North Bay Museum has lift off on new exhibit showcasing city's aviation history
North Bay has a history of flight involving all types of aircraft, from mighty air force jets, transatlantic flights and float planes that would touch down in the city.
The North Bay Museum has lift off on a new exhibit looking at the history of aviation in the city. The exhibit, called Gateway To The Sky, aims to show how aviation history led to the current North Bay Jack Garland Airport.
"As much as we often focus on the history of the railway in North Bay being a huge driver of the economy, aviation has a long history, too," said museum director Naomi Hehn.
The first aircraft to land in North Bay was a hydrogen-filled balloon that crash-landed in October 1910 in Lake Nipissing during a balloon race.
The city's first airport was located on Trout Lake, an 800-yard seaplane station, while the first unofficial landing at the old North Bay Airport was in 1938.
"We have unique facilities at the airport said exhibit coordinator Jillian Gear. "I wanted to dig a bit deeper on that and learn how did our airport get to where it is."
The growth of civil aviation outstripped the airport's facilities and by 1963, a new terminal was constructed. In 1966, it was re-named the North Bay Jack Garland Airport.
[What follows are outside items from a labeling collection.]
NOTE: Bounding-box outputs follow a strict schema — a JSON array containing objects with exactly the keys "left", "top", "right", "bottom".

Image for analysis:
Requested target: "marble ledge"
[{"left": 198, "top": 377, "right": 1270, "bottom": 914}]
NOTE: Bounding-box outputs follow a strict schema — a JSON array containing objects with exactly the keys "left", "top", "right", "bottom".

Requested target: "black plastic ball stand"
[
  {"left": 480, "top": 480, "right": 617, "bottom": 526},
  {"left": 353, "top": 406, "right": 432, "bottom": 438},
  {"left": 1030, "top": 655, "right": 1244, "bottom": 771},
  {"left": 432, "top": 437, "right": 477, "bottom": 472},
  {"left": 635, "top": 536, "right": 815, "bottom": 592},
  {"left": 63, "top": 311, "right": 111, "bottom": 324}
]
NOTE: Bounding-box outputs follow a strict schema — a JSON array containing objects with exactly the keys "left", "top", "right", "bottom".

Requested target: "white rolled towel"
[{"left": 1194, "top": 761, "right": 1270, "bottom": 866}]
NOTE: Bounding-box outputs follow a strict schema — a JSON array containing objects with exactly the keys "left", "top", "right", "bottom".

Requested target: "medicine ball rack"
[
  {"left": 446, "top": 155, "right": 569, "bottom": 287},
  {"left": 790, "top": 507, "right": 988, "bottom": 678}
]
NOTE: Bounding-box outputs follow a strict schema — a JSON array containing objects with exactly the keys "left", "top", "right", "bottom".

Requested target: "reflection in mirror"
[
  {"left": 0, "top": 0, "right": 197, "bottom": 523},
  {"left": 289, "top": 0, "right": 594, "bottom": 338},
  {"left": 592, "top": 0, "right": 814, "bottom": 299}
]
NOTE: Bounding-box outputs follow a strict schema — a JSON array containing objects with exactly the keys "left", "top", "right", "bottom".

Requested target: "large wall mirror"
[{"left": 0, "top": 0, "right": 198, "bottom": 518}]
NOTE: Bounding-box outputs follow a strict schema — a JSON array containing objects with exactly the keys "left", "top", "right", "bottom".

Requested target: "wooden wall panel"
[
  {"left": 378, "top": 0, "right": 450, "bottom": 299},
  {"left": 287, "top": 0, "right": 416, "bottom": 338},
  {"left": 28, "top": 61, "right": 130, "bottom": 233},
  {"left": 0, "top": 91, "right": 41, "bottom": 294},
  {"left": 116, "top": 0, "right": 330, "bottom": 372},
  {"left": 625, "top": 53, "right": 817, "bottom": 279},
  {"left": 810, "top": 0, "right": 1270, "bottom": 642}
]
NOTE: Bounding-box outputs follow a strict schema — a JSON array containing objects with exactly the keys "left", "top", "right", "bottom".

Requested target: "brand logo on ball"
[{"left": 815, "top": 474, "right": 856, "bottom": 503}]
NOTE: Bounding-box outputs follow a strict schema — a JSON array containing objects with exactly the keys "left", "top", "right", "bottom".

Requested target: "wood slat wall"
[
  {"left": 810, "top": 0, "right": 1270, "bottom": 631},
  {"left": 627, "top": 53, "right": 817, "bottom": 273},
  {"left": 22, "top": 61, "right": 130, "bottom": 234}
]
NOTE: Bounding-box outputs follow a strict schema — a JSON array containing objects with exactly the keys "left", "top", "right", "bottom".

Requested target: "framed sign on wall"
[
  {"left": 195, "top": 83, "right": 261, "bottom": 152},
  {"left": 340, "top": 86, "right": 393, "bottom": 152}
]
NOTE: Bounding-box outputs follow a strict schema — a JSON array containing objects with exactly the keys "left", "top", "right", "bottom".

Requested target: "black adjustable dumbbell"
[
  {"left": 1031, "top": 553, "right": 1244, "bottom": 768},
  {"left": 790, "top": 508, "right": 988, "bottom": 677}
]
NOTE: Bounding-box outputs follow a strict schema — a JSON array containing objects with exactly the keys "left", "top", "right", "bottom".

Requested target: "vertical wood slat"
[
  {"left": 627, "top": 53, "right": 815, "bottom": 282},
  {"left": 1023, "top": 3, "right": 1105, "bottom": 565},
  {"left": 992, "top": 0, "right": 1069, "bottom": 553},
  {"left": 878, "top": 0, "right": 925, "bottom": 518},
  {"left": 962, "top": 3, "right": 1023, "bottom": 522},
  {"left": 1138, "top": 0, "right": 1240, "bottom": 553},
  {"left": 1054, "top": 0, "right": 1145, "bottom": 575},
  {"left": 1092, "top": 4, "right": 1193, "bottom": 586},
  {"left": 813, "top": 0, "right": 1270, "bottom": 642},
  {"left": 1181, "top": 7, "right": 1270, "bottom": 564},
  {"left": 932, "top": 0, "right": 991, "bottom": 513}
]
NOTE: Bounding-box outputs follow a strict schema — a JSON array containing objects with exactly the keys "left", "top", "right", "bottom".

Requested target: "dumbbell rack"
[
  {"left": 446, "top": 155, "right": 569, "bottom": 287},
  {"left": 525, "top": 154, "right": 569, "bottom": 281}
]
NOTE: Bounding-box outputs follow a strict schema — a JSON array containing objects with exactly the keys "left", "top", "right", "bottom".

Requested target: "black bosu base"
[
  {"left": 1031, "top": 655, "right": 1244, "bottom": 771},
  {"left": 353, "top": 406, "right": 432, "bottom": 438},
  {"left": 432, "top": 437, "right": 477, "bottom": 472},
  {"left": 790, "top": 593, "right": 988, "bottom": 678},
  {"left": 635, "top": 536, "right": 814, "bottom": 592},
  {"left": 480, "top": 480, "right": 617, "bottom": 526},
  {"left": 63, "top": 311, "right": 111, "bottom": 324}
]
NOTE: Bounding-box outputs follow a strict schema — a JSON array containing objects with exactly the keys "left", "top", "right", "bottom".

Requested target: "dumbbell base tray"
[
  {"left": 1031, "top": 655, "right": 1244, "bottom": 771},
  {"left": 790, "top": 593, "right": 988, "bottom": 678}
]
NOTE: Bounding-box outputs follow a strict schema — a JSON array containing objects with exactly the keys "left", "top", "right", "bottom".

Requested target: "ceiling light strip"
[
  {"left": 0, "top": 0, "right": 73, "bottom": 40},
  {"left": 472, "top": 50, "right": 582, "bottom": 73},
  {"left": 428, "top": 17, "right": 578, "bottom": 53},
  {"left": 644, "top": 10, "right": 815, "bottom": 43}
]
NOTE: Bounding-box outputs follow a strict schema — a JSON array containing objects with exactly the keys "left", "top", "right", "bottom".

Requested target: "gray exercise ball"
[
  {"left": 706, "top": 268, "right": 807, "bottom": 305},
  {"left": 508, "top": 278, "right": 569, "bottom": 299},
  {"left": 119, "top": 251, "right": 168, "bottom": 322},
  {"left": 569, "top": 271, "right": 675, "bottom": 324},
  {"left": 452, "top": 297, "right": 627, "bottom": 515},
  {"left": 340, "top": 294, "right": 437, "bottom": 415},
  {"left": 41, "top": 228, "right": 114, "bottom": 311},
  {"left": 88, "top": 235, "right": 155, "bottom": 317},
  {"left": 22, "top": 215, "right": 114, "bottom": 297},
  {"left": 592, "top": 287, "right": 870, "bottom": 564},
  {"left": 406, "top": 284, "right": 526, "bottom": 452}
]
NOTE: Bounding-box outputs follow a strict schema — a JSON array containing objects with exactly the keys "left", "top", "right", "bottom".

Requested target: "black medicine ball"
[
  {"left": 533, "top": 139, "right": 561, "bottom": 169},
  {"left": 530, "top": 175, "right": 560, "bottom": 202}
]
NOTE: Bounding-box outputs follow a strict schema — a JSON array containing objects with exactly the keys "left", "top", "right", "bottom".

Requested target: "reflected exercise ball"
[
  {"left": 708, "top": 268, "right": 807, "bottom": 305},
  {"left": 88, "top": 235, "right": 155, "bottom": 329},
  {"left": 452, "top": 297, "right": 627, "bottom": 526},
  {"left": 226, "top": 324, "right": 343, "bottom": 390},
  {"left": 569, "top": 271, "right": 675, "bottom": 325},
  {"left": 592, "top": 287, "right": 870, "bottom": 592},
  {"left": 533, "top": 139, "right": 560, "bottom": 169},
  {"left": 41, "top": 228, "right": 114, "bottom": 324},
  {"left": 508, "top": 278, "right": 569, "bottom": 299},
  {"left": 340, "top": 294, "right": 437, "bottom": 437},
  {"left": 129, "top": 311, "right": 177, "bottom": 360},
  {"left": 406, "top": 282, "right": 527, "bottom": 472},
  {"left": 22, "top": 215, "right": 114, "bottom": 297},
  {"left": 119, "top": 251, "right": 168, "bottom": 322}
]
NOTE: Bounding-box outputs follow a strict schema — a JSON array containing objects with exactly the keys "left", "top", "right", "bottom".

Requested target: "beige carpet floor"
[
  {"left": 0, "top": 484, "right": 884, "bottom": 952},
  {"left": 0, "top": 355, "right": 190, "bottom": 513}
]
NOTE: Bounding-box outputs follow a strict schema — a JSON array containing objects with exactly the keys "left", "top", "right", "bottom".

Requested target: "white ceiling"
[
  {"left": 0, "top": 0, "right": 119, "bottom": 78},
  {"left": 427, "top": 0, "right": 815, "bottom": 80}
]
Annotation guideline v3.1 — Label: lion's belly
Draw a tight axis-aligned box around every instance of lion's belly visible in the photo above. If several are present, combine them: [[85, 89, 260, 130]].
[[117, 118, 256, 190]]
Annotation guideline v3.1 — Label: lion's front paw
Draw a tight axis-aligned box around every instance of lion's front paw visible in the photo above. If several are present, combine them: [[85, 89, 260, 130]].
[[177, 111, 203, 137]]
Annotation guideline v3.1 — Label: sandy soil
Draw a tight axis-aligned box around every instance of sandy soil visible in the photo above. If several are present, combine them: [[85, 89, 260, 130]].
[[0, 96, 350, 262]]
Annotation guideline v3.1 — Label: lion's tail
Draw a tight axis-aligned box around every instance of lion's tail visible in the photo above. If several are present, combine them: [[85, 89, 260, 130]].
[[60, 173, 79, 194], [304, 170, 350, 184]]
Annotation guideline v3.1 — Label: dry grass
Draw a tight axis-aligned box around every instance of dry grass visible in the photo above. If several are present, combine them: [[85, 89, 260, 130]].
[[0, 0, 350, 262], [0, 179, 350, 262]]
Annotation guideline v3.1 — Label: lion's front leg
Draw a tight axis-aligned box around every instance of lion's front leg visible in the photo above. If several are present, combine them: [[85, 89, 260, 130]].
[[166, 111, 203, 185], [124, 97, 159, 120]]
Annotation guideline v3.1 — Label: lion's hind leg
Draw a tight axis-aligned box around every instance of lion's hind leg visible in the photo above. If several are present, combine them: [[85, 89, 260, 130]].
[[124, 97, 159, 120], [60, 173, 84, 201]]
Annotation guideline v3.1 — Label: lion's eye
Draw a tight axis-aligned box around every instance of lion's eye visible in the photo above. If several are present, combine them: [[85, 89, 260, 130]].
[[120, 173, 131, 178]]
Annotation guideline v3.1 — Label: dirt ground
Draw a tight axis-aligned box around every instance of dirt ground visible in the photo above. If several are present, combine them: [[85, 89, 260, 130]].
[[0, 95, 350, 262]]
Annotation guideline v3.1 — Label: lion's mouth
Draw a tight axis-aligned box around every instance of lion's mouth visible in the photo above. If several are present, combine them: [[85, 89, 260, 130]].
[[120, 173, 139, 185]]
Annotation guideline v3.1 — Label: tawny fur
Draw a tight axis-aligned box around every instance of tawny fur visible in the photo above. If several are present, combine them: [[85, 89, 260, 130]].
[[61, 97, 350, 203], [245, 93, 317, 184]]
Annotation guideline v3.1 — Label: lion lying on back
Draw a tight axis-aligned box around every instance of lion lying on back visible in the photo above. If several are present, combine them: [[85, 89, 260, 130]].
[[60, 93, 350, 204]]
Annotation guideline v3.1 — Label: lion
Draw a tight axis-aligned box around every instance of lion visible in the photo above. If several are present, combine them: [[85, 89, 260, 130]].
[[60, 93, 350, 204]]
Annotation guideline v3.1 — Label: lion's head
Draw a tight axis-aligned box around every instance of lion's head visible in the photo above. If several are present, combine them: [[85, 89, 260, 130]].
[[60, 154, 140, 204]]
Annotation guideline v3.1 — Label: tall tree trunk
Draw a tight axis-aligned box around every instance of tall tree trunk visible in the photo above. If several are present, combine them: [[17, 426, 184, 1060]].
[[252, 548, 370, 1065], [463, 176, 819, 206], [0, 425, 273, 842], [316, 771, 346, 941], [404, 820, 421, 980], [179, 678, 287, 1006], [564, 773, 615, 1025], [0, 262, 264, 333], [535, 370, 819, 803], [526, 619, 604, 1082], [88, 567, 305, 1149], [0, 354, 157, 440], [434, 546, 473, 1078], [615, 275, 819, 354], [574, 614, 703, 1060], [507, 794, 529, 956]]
"Our airport is more than just an airport. It has been an RCAF base. During the 1950s, there was a $6 million upgrade,” said Gear.
The museum received a large portion of the photographs and records for the exhibit from the son of the former airport manager. And Gear worked with 22 Wing heritage officer Doug Newman to bring the exhibit to new heights.
“One hundred and eleven years of aviation -- most people in the city, even up at the air force base and airport -- aren't aware that we have an extensive history in North Bay and area," said Newman.
The exhibit will be on display until early October.